Increasing this value, at least for Wikidata (we'd need a new hook for that probably), could make bots delay with editing for longer time, giving more time to WDQS to recover.

Opinions?

Related Objects

Mentioned In: T243701: Wikidata maxlag repeatedly over 5s since Jan 20, 2020 (primarily caused by the query service)
T245138: Have a "now is not a good time" flag on the Wikidata api
Mentioned Here: T240442: Design a continuous throttling policy for Wikidata bots
T221774: Add Wikidata query service lag to Wikidata maxlag
T245138: Have a "now is not a good time" flag on the Wikidata api
T243701: Wikidata maxlag repeatedly over 5s since Jan 20, 2020 (primarily caused by the query service)

Event Timeline

Urbanecm created this task.Feb 13 2020, 12:33 PM

Restricted Application added a project: Wikidata. · View Herald TranscriptFeb 13 2020, 12:33 PM

Restricted Application added a subscriber: Aklapper. · View Herald Transcript

See also: T221774#5679907

In T221774#5679907, @Multichill wrote:

In T221774#5679442, @Bugreporter wrote:

Currently multiple tools are broken because the time that make maxlag back to normal is much longer than the total time the tool retries edits (see this and this).

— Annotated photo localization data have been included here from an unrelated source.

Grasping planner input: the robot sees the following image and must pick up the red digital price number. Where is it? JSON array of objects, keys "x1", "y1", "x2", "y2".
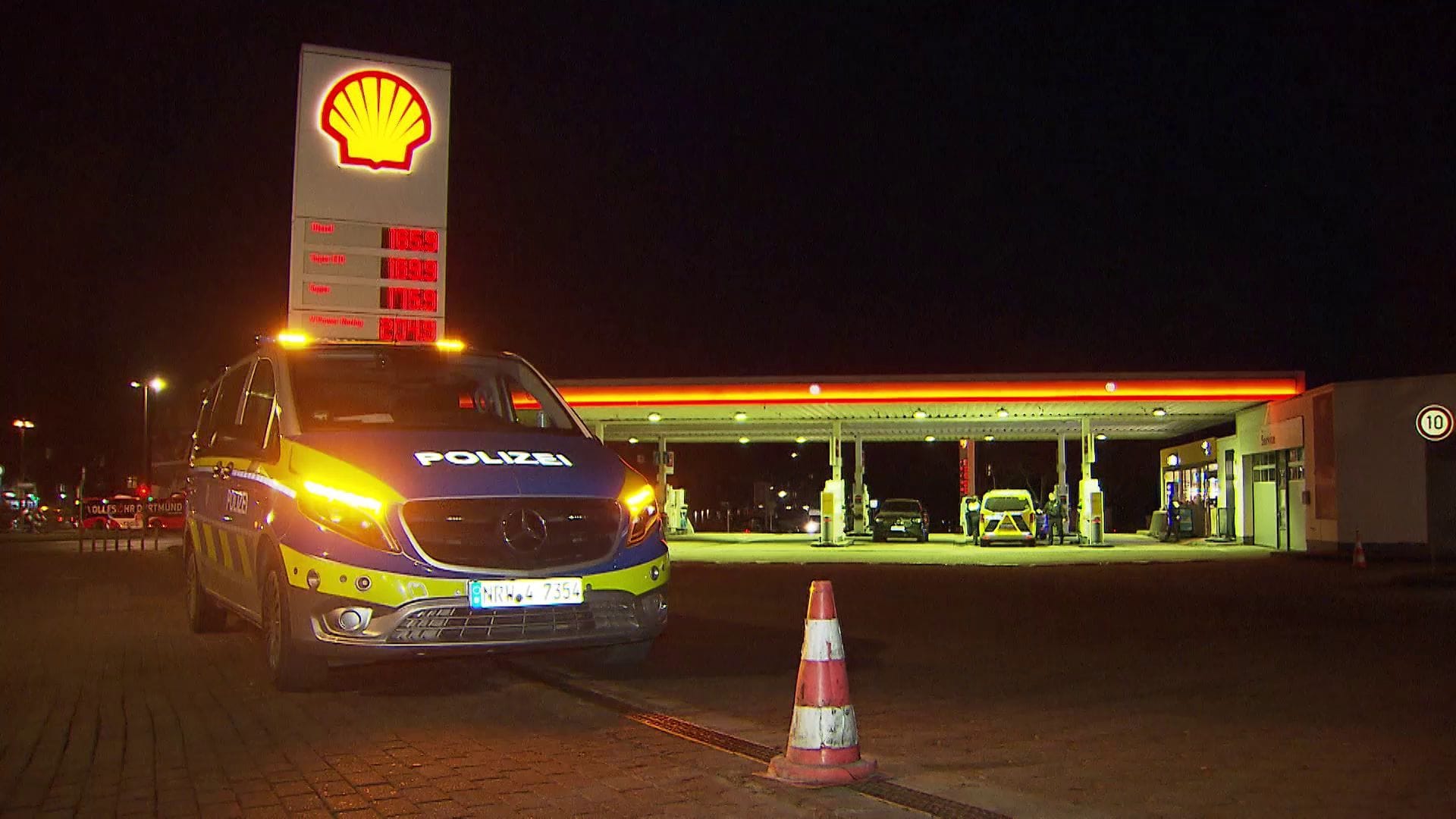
[
  {"x1": 378, "y1": 287, "x2": 440, "y2": 313},
  {"x1": 378, "y1": 316, "x2": 435, "y2": 341},
  {"x1": 384, "y1": 228, "x2": 440, "y2": 253},
  {"x1": 378, "y1": 256, "x2": 440, "y2": 281}
]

Good that this change works as intended? Tools should be updated to handle maxlag in a graceful manner. Retry time should not be something fixed, but something which increases if you get it or not. So 5, 10, 20, 40, 80, etc. This also makes sure that not all tools restart at the same time.

Though I don't think this will be really effective. For example we have a period higher than maxlag for 5 minutes, i.e. 300 seconds (remember query service lag is updated each minute), then all bot will sleep 5+10+20+40+80+160=315s, and then restart at the same time (if they do one edit every 10 second, they will restart in a 10 second timespan).

Bugreporter mentioned this in T245138: Have a "now is not a good time" flag on the Wikidata api.Feb 13 2020, 2:29 PM

I have been thinking about this. Originally I thought it would help but the more I think I feel it would be very similar to the increasing factor. The oscillation will be longer but the situation stays the same because they only respect after WDQS lagging behind too much due to speed. We need something to slow down the bots before they reach to the threshold of maxlag and would have to back off.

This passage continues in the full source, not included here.